After thinking about where I was, I came to two pretty hard core realisations:

  1. I met F at university, so how can I say that it was a waste of time? How can I regret it? If I didn’t go to university would I have met my soulmate? (yep, going full cheesy on you guys but he really is my soulmate)

  2. The work that I produced when I first started NAYMA reflected the emotions I was going through. I wasn’t happy. I was stressed. I was trying to fit in with my new family. I missed my family, my room, my mum’s house in general and not having to cook and clean. My work reflected my state of mind i.e. lots of black and very dull photos.

    My life is very different now. I actually graduated university, something I don’t think myself or my parents ever thought would happen lol! F and I are living in a new city, by ourselves. Which comes with its own hardships but overall I am happier. I am appreciating life more. I am able to look back at all that I have been through and actually be grateful for everything.

    You know those “aha!” moments when you can look back on something and you suddenly realise why it happened. When you see Allah’s plan had fallen into place and you can’t help but be like “THANK YOU ALLAH YOU ARE AMAZING AND MY PLANS DEFINITELY SUCK COMPARED TO YOURS”. I’ve had far too many to count recently, and I am ever so grateful. I think I can say I now see the world in colour. I mean, i’m even wearing colour these days, which guys, is a super big deal for me.

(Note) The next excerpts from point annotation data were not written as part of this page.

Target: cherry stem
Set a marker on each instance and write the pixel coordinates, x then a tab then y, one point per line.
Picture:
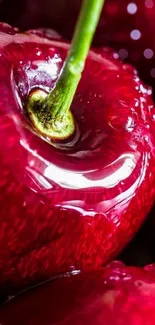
50	114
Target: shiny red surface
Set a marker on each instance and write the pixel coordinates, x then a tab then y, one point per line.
114	295
75	206
127	26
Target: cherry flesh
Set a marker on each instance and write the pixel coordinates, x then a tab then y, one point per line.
76	205
113	295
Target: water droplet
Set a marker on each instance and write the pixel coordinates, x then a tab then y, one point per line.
132	8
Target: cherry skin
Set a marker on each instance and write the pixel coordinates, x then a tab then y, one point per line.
125	25
71	205
115	294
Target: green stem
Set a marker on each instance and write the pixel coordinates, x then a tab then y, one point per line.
50	114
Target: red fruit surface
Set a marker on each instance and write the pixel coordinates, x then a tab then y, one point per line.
75	206
113	295
127	26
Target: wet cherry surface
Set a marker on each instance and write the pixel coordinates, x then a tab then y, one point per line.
127	26
113	295
73	206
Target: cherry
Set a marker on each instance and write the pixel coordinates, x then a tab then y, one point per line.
73	206
125	25
115	294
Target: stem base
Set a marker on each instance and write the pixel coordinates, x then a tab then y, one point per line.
55	127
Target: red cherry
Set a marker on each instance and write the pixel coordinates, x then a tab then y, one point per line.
127	26
75	206
113	295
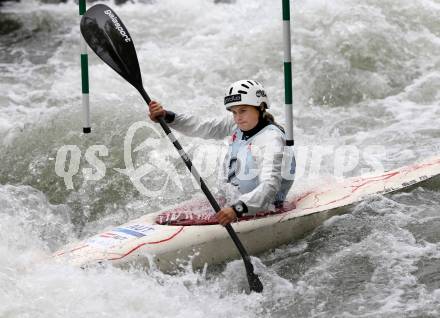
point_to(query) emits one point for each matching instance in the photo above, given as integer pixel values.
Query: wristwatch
(239, 208)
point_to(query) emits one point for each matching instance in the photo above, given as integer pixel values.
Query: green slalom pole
(85, 75)
(287, 73)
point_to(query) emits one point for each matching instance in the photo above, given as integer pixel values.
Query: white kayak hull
(143, 241)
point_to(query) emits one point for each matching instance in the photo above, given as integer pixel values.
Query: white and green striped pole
(287, 73)
(84, 75)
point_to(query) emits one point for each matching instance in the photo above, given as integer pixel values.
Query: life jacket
(241, 168)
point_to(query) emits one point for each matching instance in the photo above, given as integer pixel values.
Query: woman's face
(245, 116)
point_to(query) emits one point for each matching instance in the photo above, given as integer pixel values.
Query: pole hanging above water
(288, 100)
(84, 75)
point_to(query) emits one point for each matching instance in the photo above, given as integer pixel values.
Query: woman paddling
(253, 165)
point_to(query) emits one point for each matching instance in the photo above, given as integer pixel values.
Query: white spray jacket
(252, 166)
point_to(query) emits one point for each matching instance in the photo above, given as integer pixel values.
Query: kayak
(189, 233)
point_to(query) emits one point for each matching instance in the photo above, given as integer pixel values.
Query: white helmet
(245, 92)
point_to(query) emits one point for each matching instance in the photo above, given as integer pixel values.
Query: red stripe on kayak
(148, 243)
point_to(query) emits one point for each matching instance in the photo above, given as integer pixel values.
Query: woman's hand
(226, 216)
(156, 111)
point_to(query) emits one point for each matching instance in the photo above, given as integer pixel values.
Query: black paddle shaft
(108, 37)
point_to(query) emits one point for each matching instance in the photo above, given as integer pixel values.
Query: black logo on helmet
(260, 93)
(232, 98)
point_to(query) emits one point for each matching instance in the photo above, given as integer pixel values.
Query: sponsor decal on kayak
(118, 26)
(121, 234)
(137, 230)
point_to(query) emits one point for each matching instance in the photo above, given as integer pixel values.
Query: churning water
(366, 80)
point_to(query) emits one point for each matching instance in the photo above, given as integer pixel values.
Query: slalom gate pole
(84, 75)
(287, 73)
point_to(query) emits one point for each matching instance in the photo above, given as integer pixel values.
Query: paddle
(105, 33)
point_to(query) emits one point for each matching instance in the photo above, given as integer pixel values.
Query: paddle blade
(255, 283)
(108, 37)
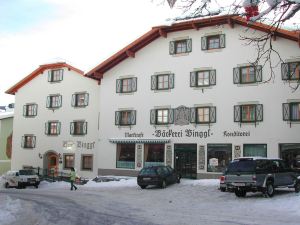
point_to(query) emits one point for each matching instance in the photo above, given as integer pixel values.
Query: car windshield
(241, 166)
(26, 172)
(148, 171)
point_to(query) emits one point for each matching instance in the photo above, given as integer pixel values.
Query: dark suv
(258, 174)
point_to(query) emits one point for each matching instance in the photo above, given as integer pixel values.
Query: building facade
(185, 95)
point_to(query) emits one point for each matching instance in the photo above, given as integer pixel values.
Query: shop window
(69, 160)
(290, 71)
(54, 101)
(213, 42)
(55, 75)
(87, 162)
(180, 46)
(247, 74)
(203, 78)
(218, 157)
(30, 110)
(78, 128)
(154, 154)
(125, 118)
(28, 141)
(255, 150)
(126, 156)
(290, 153)
(126, 85)
(80, 99)
(162, 81)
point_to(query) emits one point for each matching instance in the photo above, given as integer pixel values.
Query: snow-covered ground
(123, 202)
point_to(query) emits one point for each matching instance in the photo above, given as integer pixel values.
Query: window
(78, 128)
(161, 116)
(162, 81)
(248, 113)
(290, 71)
(291, 111)
(28, 141)
(55, 75)
(203, 115)
(126, 85)
(87, 162)
(54, 101)
(52, 128)
(180, 46)
(80, 99)
(255, 150)
(218, 157)
(30, 110)
(125, 118)
(213, 42)
(125, 156)
(69, 160)
(203, 78)
(154, 154)
(247, 74)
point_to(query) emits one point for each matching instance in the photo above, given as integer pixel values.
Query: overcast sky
(81, 32)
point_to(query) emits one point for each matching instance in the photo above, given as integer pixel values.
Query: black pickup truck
(251, 174)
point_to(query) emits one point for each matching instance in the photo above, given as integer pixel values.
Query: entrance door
(52, 159)
(186, 160)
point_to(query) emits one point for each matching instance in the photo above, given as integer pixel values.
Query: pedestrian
(72, 178)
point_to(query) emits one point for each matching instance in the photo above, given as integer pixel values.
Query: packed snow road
(116, 203)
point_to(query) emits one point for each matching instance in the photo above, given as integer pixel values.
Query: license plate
(239, 184)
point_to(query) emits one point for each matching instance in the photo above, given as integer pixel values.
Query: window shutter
(49, 76)
(48, 101)
(171, 116)
(236, 75)
(171, 80)
(119, 86)
(153, 82)
(73, 100)
(193, 115)
(284, 71)
(204, 43)
(72, 127)
(258, 73)
(84, 128)
(189, 45)
(286, 112)
(153, 116)
(59, 101)
(172, 47)
(86, 99)
(237, 113)
(117, 117)
(222, 41)
(212, 114)
(133, 84)
(259, 112)
(212, 77)
(23, 142)
(133, 117)
(24, 110)
(193, 76)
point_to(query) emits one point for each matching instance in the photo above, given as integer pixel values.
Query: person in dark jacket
(72, 179)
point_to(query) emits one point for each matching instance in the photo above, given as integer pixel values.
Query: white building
(184, 95)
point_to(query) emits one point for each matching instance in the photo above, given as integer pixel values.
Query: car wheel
(269, 192)
(240, 193)
(297, 187)
(163, 184)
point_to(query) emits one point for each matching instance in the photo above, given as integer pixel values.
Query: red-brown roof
(156, 32)
(37, 72)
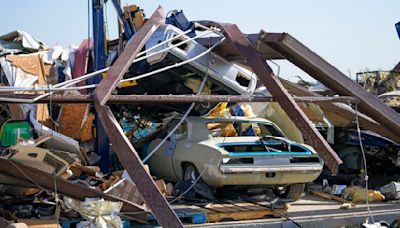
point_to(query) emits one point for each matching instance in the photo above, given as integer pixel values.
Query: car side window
(181, 132)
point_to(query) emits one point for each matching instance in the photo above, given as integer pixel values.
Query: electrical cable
(57, 199)
(190, 187)
(365, 165)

    So, here I am, looking into the future now. My thoughts of rebranding NAYMA have vanished (but I will be changing/creating a new logo because it’s about time I have one). NAYMA has changed, it’s grown and it is becoming the brand. It is a personal brand, one that reflects me, my mood, my life experiences. It’s also a brand that strongly reflects my religion. A religion that has made me who I am. That has allowed me to grow, change and appreciate everything that happens in this life. It is the religion that inspires me, ignites my passion, teaches and guides me in everything I do.

    I realise now I’ve been in this rut because I was lacking the confidence to put it out there that I have changed. That NAYMA has changed. Some of you are going to be like “ugh you’ve changed, you can’t sit with us anymore” and that’s okay. My work isn’t going to appeal to everyone, and I finally have the confidence to accept that and be okay with it.

    Here’s to change. To believing in ourselves. To growth. To becoming better. To learning. To appreciating. To practicing sincere gratitude. To being ourselves. To being confident. To being who and what we want to be. To not worrying about what others think or say about us. To trusting Allah.

    To the future of NAYMA, which will no doubt change as I do. Thank you to all of you that are following my journey, purchasing my artwork and believing in me, I sincerely pray that The Almighty rewards you with goodness in this life and the next and that my work is of benefit to you, that it reminds you of Your Lord and brings you closer to Him. I pray that together we help each other enter The Gardens of Firdaus.